In computing, a cache is a high-speed data storage layer which stores a subset of data, typically transient in nature, so that future requests for that data are served up faster than is possible by accessing the data’s primary storage location. Caching allows you to efficiently reuse previously retrieved or computed data.
How does Caching work?
The data in a cache is generally stored in fast access hardware such as RAM (Random-access memory) and may also be used in correlation with a software component. A cache’s primary purpose is to increase data retrieval performance by reducing the need to access the underlying slower storage layer.
Trading off capacity for speed, a cache typically stores a subset of data transiently, in contrast to databases whose data is usually complete and durable.
Caching Overview
RAM and In-Memory Engines: Due to the high request rates or IOPS (Input/Output operations per second) supported by RAM and In-Memory engines, caching results in improved data retrieval performance and reduces cost at scale. To support the same scale with traditional databases and disk-based hardware, additional resources would be required. These additional resources drive up cost and still fail to achieve the low latency performance provided by an In-Memory cache.
Applications: Caches can be applied and leveraged throughout various layers of technology including Operating Systems, Networking layers including Content Delivery Networks (CDN) and DNS, web applications, and Databases. You can use caching to significantly reduce latency and improve IOPS for many read-heavy application workloads, such as Q&A portals, gaming, media sharing, and social networking. Cached information can include the results of database queries, computationally intensive calculations, API requests/responses and web artifacts such as HTML, JavaScript, and image files. Compute-intensive workloads that manipulate data sets, such as recommendation engines and high-performance computing simulations also benefit from an In-Memory data layer acting as a cache. In these applications, very large data sets must be accessed in real-time across clusters of machines that can span hundreds of nodes. Due to the speed of the underlying hardware, manipulating this data in a disk-based store is a significant bottleneck for these applications.

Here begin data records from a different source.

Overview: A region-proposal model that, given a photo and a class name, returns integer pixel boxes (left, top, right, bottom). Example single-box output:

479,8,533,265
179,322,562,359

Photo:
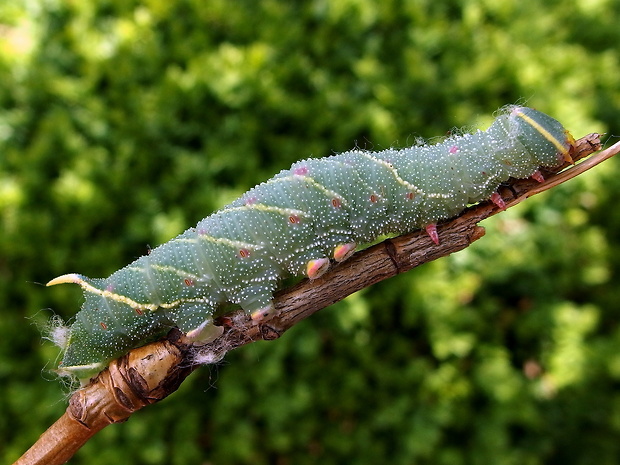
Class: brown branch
16,134,620,465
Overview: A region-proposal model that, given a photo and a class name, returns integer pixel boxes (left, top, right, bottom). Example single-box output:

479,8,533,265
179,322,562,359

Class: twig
16,134,620,465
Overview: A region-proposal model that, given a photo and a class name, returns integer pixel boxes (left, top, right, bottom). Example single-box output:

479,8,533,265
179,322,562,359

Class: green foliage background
0,0,620,465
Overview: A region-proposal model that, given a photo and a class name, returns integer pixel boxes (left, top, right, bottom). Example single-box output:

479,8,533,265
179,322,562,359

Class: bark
16,134,620,465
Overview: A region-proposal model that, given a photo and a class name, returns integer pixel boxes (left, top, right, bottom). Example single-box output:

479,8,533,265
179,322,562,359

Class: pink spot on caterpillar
491,192,506,210
334,242,357,262
532,170,545,182
306,258,329,279
425,223,439,245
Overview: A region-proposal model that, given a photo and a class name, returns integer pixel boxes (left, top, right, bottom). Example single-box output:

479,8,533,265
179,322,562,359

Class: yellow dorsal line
517,110,572,161
46,273,205,310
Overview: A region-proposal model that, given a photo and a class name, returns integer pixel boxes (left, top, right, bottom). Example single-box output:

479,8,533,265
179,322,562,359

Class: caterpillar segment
48,106,574,380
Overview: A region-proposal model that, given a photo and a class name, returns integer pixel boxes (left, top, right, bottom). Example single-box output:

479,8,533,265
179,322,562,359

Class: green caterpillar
48,106,574,381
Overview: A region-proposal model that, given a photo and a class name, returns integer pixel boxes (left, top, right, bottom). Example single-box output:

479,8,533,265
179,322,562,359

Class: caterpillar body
48,106,574,380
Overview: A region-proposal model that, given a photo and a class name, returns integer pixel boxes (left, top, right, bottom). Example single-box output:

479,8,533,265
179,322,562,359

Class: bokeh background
0,0,620,465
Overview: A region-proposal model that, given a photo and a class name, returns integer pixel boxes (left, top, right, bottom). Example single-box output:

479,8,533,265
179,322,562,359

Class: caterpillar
47,106,574,382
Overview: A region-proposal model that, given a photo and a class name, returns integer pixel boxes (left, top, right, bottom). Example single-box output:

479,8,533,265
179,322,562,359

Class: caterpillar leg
250,305,276,325
334,242,357,262
425,223,439,245
306,258,329,279
170,303,224,344
531,170,545,182
491,192,506,210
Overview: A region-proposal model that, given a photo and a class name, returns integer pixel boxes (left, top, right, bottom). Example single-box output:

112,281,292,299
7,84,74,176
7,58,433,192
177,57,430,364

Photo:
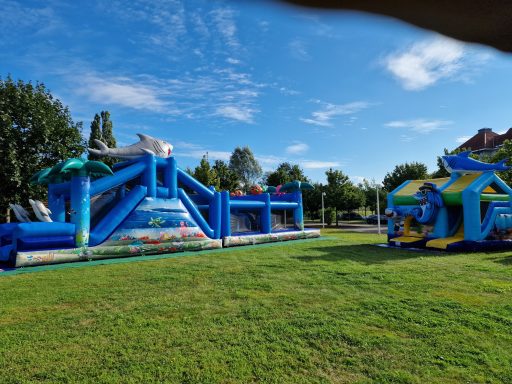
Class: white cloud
285,142,309,155
384,36,490,91
400,135,414,143
288,39,311,61
255,155,286,166
350,176,366,184
455,136,472,144
211,8,240,48
76,74,166,112
300,101,370,127
385,119,453,134
299,160,342,169
226,57,240,64
215,105,256,123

Design Patterns: In a distributed computing environment, a dedicated caching layer enables systems and applications to run independently from the cache with their own lifecycles without the risk of affecting the cache. The cache serves as a central layer that can be accessed from disparate systems with its own lifecycle and architectural topology. This is especially relevant in a system where application nodes can be dynamically scaled in and out. If the cache is resident on the same node as the application or systems utilizing it, scaling may affect the integrity of the cache. In addition, when local caches are used, they only benefit the local application consuming the data. In a distributed caching environment, the data can span multiple cache servers and be stored in a central location for the benefit of all the consumers of that data.

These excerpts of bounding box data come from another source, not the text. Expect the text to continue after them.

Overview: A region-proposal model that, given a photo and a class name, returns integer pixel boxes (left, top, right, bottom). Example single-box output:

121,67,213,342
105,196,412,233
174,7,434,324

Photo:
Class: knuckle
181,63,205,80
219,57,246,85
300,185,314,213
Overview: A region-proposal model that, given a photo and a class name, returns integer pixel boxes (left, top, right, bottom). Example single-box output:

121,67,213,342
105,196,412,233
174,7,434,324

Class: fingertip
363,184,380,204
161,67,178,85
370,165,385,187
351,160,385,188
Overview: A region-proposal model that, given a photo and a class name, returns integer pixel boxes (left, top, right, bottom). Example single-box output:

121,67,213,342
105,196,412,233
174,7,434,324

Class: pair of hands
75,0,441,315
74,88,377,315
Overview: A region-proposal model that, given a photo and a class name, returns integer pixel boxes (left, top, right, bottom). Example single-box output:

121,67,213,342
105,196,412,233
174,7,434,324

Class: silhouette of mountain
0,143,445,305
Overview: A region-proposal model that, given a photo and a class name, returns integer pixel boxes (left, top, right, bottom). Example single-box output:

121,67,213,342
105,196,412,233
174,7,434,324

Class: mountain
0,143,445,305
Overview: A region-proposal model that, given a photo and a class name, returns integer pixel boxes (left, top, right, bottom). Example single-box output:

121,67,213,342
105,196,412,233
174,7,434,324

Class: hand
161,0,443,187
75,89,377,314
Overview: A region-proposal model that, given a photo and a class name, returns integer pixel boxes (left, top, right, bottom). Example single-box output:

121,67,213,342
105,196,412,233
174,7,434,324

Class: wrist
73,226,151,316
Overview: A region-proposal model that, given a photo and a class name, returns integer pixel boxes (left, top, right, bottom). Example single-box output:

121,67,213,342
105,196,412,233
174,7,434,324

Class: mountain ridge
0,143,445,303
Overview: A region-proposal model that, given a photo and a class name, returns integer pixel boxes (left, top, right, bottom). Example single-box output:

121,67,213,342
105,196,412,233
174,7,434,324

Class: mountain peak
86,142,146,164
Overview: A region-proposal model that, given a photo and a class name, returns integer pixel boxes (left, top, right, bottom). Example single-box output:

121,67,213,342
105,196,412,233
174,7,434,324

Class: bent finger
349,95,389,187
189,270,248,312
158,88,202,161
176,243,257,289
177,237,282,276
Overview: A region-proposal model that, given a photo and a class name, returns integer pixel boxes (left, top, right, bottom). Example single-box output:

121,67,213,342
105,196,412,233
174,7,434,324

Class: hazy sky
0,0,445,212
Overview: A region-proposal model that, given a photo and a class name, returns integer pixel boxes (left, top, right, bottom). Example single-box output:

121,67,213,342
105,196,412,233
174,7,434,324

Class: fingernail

Caching Best Practices: When implementing a cache layer, it’s important to understand the validity of the data being cached. A successful cache results in a high hit rate which means the data was present when fetched. A cache miss occurs when the data fetched was not present in the cache. Controls such as TTLs (Time to live) can be applied to expire the data accordingly. Another consideration may be whether or not the cache environment needs to be Highly Available, which can be satisfied by In-Memory engines such as Redis. In some cases, an In-Memory layer can be used as a standalone data storage layer in contrast to caching data from a primary location. In this scenario, it’s important to define an appropriate RTO (Recovery Time Objective–the time it takes to recover from an outage) and RPO (Recovery Point Objective–the last point or transaction captured in the recovery) on the data resident in the In-Memory engine to determine whether or not this is suitable. Design strategies and characteristics of different In-Memory engines can be applied to meet most RTO and RPO requirements.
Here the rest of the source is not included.